The drug stores in the neighborhood displayed large glass globes in the display window. There was no particular size and shape that the globes had to be, the only requirement was that they be filled with an exotic colored water. The colors were changed every so often so people always had a reason to look into the drugstore window.

We had shoe repair shops, dry cleaners, tailors, and even small repair shops where it cost .50¢ to have a toaster repaired.

When leaving something at one of these shops the customer never got a claim check. The shopkeeper trusted to memory as to what belonged to who. Sometimes the shopkeeper would write a note to slip into a garment, a shoe, or another item. The note held the briefest of description of the person it belonged to.
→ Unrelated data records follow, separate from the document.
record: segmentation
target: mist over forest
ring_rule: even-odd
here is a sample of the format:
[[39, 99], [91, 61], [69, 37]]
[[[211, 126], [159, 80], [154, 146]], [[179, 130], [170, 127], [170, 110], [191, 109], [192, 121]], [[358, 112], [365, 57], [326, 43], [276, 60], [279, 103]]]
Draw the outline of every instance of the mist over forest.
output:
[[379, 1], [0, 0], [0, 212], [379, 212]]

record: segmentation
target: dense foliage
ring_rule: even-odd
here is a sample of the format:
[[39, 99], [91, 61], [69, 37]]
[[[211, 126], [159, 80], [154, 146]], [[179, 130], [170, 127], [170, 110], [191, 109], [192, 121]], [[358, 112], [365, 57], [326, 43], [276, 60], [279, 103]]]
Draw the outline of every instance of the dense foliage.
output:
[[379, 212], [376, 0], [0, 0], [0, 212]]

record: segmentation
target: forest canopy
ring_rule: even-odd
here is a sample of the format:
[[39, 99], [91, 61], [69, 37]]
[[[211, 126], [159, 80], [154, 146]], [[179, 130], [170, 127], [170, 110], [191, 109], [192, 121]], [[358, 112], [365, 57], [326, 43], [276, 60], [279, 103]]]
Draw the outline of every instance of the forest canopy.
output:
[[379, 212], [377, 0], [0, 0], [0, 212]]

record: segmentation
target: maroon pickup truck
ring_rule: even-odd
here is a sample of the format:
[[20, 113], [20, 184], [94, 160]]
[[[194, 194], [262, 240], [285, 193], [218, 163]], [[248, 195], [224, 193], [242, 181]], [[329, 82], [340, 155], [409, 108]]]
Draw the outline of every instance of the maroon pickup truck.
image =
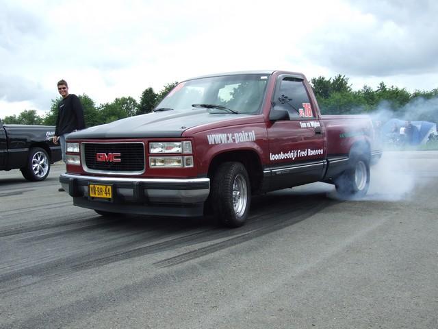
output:
[[322, 116], [305, 77], [270, 71], [179, 83], [152, 113], [68, 136], [60, 180], [102, 215], [248, 217], [251, 196], [314, 182], [364, 195], [381, 156], [366, 116]]

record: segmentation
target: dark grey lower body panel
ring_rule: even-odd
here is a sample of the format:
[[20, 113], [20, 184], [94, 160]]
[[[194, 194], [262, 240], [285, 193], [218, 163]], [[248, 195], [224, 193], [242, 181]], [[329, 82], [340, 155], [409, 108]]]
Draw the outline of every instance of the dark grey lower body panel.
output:
[[204, 204], [148, 204], [107, 202], [105, 201], [90, 200], [84, 197], [73, 198], [73, 204], [81, 208], [93, 209], [120, 214], [138, 214], [151, 216], [174, 216], [192, 217], [202, 216]]

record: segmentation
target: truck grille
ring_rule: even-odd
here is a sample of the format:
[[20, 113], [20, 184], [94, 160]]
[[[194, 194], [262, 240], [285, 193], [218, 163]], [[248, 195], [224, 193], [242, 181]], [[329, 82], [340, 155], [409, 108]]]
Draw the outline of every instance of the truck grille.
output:
[[[84, 170], [88, 172], [114, 173], [141, 173], [144, 171], [144, 144], [133, 143], [83, 143], [82, 158]], [[101, 154], [101, 161], [97, 155]], [[120, 154], [112, 160], [114, 154]], [[102, 160], [102, 158], [106, 160]]]

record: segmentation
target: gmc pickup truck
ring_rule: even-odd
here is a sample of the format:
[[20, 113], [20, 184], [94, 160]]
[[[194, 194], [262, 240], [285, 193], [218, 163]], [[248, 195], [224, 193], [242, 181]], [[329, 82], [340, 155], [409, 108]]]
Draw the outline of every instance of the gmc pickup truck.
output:
[[101, 215], [201, 216], [243, 225], [251, 195], [313, 182], [364, 195], [381, 156], [365, 116], [322, 116], [301, 73], [211, 75], [177, 84], [153, 112], [67, 138], [60, 181]]
[[62, 159], [49, 125], [3, 125], [0, 121], [0, 170], [20, 169], [27, 180], [46, 179], [51, 163]]

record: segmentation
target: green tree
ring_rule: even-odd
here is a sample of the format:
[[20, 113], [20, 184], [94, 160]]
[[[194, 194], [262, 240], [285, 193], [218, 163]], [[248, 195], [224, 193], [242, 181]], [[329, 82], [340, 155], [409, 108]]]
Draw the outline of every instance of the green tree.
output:
[[172, 89], [173, 89], [178, 84], [177, 82], [170, 82], [166, 84], [163, 88], [159, 90], [159, 93], [157, 95], [157, 99], [155, 105], [162, 101], [162, 100], [168, 94]]
[[348, 78], [338, 74], [331, 81], [332, 93], [351, 93], [351, 85], [348, 84]]
[[142, 93], [140, 100], [140, 105], [137, 109], [137, 114], [149, 113], [157, 103], [157, 94], [151, 87], [147, 88]]
[[136, 115], [138, 103], [133, 98], [116, 98], [112, 103], [107, 103], [100, 106], [99, 111], [101, 123], [108, 123], [119, 119]]
[[36, 110], [25, 110], [18, 115], [18, 123], [21, 125], [40, 125], [42, 119], [36, 114]]
[[15, 114], [7, 115], [6, 117], [5, 117], [5, 119], [3, 119], [3, 123], [9, 124], [18, 124], [19, 123], [18, 118], [17, 118], [16, 115]]
[[324, 77], [313, 77], [311, 80], [316, 98], [328, 98], [332, 92], [331, 78], [327, 80]]

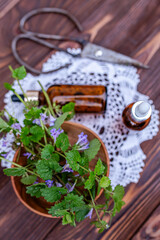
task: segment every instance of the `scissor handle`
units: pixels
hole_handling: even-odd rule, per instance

A description was usually four words tall man with glasses, for example would suffice.

No shopping street was complete unless it had at least two candy stores. A candy store sold newspapers, magazines, tobacco items, a few sundry items, had a soda fountain but most of all sold those wondrous penny candies.

Most customers were young children that had a penny to spend. Sometimes a big spender would come in that had as much as .05¢ to spend. Most selections were based on which you got the most of for a cent. One of my favorites was Collins Walnettos, they came in a package of seven for .01¢. The shopkeeper seem to spend most of his time behind the candy counter.

You may wonder how the candy store survived doing a business in pennies, the answer was not too difficult to come by. All candy stores had pinball machines. Most required a nickel to operate and some a penny. There were cash prizes, not advertised but you could ask.

In addition to the pinball machines many candy store owners booked numbers. I don't know if that goes on today. A person picked three numbers and could bet an amount from one cent up. If your number "came in" you won $5.50 for each penny bet. It was illegal but the law winked at the whole business.

At the bottom of the Hawthorne Avenue hill was a White Castle hamburger stand. In some cities today there are still White Castles. I also see White Castle products for sale in the frozen food section of some supermarkets.

I don't know why but the prices are much higher today than they were in the 1930's. I can't recall ever paying more than .05¢ for anything in a White Castle. After the war, in the 1940's the White Castle would have a coupon in the newspaper every so often that entitled a customer to ten hamburgers for .25¢

Come on White Castle, bring back those prices.